Former Florida congresswoman Corrine Brown, who was sentenced last month to five years in prison for her role in a $800,000 charity scam, is now asking a federal appeals court to keep her from spending time behind bars because the judge who presided over her case improperly dismissed a juror who said the "Holy Spirit" told him she was not guilty.
In May 2016, Brown, who served 24 years in Congress, was convicted of participating in a conspiracy involving a fraudulent education charity, hiding material facts required on financial disclosure forms and filing false tax returns, Reuters reports. She is expected to report to prison on Jan. 29.
William Mallory Kent, lawyer for the 71-year-old ex-congresswoman, filed a document Friday at the 11th U.S. Circuit Court of Appeals which argues that U.S. District Judge Timothy Corrigan improperly dismissed the Holy Spirit-led juror. He hopes the argument will keep Brown out of prison while her appeal is underway the Tampa Bay Times said.
"Neither the government (prosecutors) nor the district court (judge) cited a single case which has found that a juror's personal prayer life before or during deliberations could be the basis of a finding of good cause to dismiss a juror," Kent wrote.
"The district court itself acknowledged that it was certainly permissible for the juror to pray to seek guidance or inspiration to try to come to a proper decision — and that is exactly what this juror had done.

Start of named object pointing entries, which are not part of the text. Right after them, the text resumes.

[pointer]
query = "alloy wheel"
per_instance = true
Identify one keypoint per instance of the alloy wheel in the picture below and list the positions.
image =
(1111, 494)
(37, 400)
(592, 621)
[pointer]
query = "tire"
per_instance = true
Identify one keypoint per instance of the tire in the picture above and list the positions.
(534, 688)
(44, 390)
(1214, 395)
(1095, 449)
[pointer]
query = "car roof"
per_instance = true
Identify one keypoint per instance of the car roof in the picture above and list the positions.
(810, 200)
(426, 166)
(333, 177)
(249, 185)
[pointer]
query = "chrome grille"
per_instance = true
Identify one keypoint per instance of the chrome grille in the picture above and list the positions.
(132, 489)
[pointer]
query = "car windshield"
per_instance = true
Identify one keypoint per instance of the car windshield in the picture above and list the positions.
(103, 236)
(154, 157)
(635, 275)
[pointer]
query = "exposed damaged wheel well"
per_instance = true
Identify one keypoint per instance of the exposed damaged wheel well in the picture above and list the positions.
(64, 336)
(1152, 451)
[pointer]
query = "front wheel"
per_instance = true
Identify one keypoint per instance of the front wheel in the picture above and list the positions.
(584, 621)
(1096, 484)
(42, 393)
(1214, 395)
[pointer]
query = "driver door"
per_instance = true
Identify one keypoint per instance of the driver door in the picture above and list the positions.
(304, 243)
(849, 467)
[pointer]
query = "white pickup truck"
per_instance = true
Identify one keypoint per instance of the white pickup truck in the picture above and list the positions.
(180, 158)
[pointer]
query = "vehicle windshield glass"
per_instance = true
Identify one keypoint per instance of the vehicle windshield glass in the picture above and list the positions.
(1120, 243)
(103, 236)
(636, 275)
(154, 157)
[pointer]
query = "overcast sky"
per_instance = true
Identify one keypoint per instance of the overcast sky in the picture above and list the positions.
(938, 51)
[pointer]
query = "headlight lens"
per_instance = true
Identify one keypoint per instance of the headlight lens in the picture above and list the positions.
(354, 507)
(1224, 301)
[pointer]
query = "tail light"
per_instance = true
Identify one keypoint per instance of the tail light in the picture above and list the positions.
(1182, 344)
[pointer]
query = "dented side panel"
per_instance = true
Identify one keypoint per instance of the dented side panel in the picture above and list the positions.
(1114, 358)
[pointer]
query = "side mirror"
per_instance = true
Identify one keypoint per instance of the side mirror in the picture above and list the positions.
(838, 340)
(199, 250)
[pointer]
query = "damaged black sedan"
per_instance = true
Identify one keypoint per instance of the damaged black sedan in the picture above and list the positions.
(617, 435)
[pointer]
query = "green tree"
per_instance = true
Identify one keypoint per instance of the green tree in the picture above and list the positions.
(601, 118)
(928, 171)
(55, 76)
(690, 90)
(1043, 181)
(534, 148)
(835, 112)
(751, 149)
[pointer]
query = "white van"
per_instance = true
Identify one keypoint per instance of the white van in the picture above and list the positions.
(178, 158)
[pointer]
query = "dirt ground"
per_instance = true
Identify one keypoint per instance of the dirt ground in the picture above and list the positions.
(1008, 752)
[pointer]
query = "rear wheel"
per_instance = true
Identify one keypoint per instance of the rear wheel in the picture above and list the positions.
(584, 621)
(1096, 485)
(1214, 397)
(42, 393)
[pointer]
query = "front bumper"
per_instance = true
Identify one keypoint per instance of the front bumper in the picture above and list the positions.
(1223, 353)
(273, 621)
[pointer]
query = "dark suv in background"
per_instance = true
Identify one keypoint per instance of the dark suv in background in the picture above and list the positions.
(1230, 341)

The juror did nothing improper and the juror's internal mental belief that the Holy Spirit had offered him guidance in understanding the evidence and truthfulness of the witnesses — witnesses, all of whom, by the way, had taken an oath 'so help me God' to tell the truth — was not in any way a disqualifying mental process much less a disqualifying external influence," he added.
Kent said the issue of the praying juror could lead to the reversal of Brown's conviction.
Corrigan argued last month that the juror's dismissal was appropriate and refused to allow Brown to remain free during her appeal.
"In essence, the court (judge) dismissed a juror who it found was unable to follow the law," Corrigan wrote on Dec. 20, the Tampa Bay Times reports. "The court applied the governing legal standard to the facts, finding beyond a reasonable doubt that there was no substantial possibility that the juror was able to base his decision only on the evidence and the law as the court had instructed."
The court rule in December that Brown's One Door for Education charity, originally designed to help children, was "operated as a criminal enterprise" by the former congresswoman, her longtime chief of staff, Ronnie Simmons, and the charity's founder, Carla Wiley, the Tampa Bay Times said.
Corrigan showed how the charity raised hundreds of thousands of dollars which were then used for such things like sky box seats at an NFL game and a luxury box at a Beyoncé concert.
Despite the case against Brown, U.S. Rep. Sheila Jackson Lee, D-Texas, painted the former congresswoman as a compassionate follower of Christ in a report in The Florida Times-Union.
Bishop Rudolph McKissick Sr., retired pastor of Jacksonville's Bethel Baptist Church, which Brown attends, said: "I know Sister Corrine ... as a capable person who carried out her labor, her work, in a manner that made all of us proud. I have never thought of her as being outside of a Christian woman. I believe because of her tenacity, she's become one of the great persons of our time."